The possibilities for savings are particularly substantial given the fact that the baby boom generation is approaching the age of maximum susceptibility to chronic disease. Additionally, by reducing the prevalence of disease and improving health, NIH-supported research improves worker productivity and cuts employee absence and disability.
Advocates of corporate tax cuts argue that the savings will free up capital for new investments, leading to more hiring. But economic studies question that logic. In contrast, a sure bet for job creation is funding for innovative biomedical research. NIH spending fuels the biomedical employment engine, supporting 380,000 jobs across all 50 states.

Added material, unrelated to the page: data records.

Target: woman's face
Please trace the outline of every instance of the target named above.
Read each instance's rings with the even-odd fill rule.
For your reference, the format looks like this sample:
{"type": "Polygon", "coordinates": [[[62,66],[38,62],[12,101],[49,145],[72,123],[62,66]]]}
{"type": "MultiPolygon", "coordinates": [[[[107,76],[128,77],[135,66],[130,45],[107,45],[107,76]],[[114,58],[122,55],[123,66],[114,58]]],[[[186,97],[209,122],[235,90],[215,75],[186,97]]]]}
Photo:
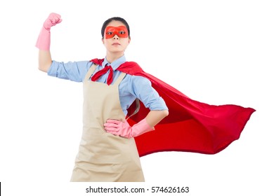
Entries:
{"type": "Polygon", "coordinates": [[[113,20],[105,29],[103,43],[107,52],[112,53],[124,52],[130,43],[127,29],[123,22],[113,20]]]}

Income from those jobs combined with the purchase of equipment, materials, and services for research produces $65 billion in economic activity, all for less than one percent of the entire federal budget.
Furthermore, discoveries from NIH-backed research are the backbone of the biosciences industry, which directly supports more than 1.6 million jobs. The Icahn School of Medicine at Mount Sinai, which I oversee, exemplifies the multiplier effect of NIH funding.
We received $318 million from the NIH last year, a level of support that made possible hundreds of research projects, including employment of scientists conducting those investigations; facilitated 218 patent filings; and created seven spin-off companies that have hired many dozens of people. The immediate payoff is economic; the future payoff is medical in the form of new drugs.
We are at a moment in science comparable to the beginning of the Renaissance, when an era of great creativity and advancement changed the world. Today, substantial, sustained growth that doubled the NIH budget over the long term would inevitably bring forth new therapies that could extend or improve the lives of millions of people.
From 1998 to 2003, under Presidents Bill Clinton and George W. Bush, federal funding for the NIH doubled. That support made it possible to sequence the human genome, a breakthrough that will be the basis for many medical discoveries to come. But once we reached that funding goal, investment in the agency stalled. Now scientists need the resources to make up for that lost ground and exploit the tools that are already in their hands.
By dramatically boosting funds for scientific research, we will have the chance to see a day when our grandchildren will question why cancer was such a scourge, wonder why many did not get to celebrate their centennial birthdays, and ask, “What was Alzheimer’s disease?”
We have the potential to oversee a revolution in biology in our lifetimes. But without adequate federal funding to support this vision, that dream will not be realized. We will let the Renaissance of biology slip through our fingers.
Kenneth Davis is the president and CEO of Mount Sinai Health System.